Auch wenn Billingham nach eigener Aussage kein Bewusstsein für den gegenwärtigen Diskurs der Kunstfotografie hatte, stehen seine Bilder paradigmatisch für eine ganze Generation. Denn gerade zu Beginn der 1990er lässt sich eine zunehmende fotografische Auseinandersetzung mit dem persönlichen Umfeld und den subjektiven Lebensrealitäten ausmachen. Beeinflusst von Kunstschaffenden wie Larry Sultan oder Nan Goldin, widmet sich die jüngere Generation auf radikalere Art und Weise den privaten und häuslichen Bildwelten. Fotograf:innen wie Wolfgang Tillmanns, Nick Waplington oder Elinor Carucci geben intimste Einblicke in Sexualität, Familie und psychische Krisen. Stilistisch weisen diese Arbeiten meist eine amateurhafte Schnappschuss-Ästhetik auf und bieten einen vermeintlich authentischen Insider-Einblick.

Bild: ©Julian Mawick

Familienfotografie als Selbsterzählung

Indem Richard Billingham das prekäre Dasein seiner Eltern der Öffentlichkeit zugänglich macht, durchbricht er die tradierte Trennung öffentlicher und privater Sphären und weckt das voyeuristische Interesse am gesellschaftlich Randständigen. Als Fotobuch konzipiert, kombiniert Billingham narrative Elemente, wie Sequenzen und Pausen, um gezielt den Effekt einer Erzählung zu suggerieren. Dadurch inszeniert er ein sinnstiftendes Familienbild – und steht somit in der Tradition des Familienalbums. Auch die Ästhetik seiner quasi-dokumentarischen Bildsprache verstärkt den Effekt authentischer Unmittelbarkeit zwischen Porträtierten und Betrachtenden, wodurch eine einfühlsame Identifikation ermöglicht wird, da er eben nicht nur Beobachter sondern auch Teil der gezeigten Sozietät ist. Wird die anfängliche Sensationsgier erst mal überwunden, eröffnet sich in den Momentfotografien eine künstlerische Feinfühligkeit, welche die inneren Zustände seiner Figuren über die formal-ästhetische Gestaltung seiner Bilder transportiert. Emotional offenbaren vor allem die Blickführungen einen zwar kurzzeitigen, dafür jedoch sehr tiefen Einblick in die familiären Beziehungen.

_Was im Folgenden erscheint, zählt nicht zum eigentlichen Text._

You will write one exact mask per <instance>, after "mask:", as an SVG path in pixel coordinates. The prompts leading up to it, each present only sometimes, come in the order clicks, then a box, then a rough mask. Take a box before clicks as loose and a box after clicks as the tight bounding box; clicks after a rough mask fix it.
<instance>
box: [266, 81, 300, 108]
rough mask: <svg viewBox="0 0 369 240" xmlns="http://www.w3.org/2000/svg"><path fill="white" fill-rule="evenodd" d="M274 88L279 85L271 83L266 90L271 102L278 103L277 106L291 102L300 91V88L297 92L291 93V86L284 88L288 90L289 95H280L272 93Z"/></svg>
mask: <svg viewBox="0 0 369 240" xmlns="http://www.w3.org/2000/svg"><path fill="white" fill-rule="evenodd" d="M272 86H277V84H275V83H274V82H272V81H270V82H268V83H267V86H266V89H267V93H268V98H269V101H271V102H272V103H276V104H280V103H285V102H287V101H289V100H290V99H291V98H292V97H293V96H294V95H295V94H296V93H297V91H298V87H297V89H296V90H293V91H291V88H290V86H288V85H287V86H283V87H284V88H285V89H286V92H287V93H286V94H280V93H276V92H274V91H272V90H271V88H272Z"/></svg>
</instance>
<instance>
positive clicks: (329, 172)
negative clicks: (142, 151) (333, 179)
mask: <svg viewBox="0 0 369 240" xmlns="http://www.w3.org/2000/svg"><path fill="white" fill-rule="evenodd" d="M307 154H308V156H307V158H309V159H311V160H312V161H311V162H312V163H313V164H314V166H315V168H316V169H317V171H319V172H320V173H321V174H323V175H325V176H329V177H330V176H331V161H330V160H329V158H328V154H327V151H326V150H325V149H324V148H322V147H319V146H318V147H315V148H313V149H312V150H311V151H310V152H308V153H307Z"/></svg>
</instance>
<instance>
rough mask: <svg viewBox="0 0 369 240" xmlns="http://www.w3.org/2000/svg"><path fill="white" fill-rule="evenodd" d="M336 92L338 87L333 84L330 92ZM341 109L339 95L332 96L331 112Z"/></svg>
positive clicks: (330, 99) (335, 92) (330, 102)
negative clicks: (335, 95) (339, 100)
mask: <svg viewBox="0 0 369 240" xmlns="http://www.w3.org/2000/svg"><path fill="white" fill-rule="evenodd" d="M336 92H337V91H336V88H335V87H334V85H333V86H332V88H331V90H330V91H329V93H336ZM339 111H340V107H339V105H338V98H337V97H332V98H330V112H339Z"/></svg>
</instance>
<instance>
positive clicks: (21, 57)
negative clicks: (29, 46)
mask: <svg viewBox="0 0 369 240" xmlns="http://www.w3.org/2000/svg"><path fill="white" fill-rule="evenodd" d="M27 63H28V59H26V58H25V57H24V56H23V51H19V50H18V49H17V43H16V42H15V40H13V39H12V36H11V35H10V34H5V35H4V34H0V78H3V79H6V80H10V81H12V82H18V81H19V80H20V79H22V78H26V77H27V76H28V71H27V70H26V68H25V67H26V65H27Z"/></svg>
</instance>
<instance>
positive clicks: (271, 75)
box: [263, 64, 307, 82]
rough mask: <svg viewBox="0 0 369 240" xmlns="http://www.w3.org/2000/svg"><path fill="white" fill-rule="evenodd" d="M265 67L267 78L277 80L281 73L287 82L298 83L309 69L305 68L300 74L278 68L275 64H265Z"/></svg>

Weder stellen die Fotografien eine Schuldfrage, noch klagt Billingham seine sozial determinierten Eltern an. Denn neben Rausch und Misere transportieren die Bilder auch Momente der Sehnsucht, Zärtlichkeit und Freude. Viel mehr reflektieren sie unsere kulturellen Konzepte von Privatsphäre, Familie und den Möglichkeiten der Armut. Zwar verändern sich Paradigmen und Pandemien gehen wieder vorbei. Doch Familien wie die Billinghams bleiben.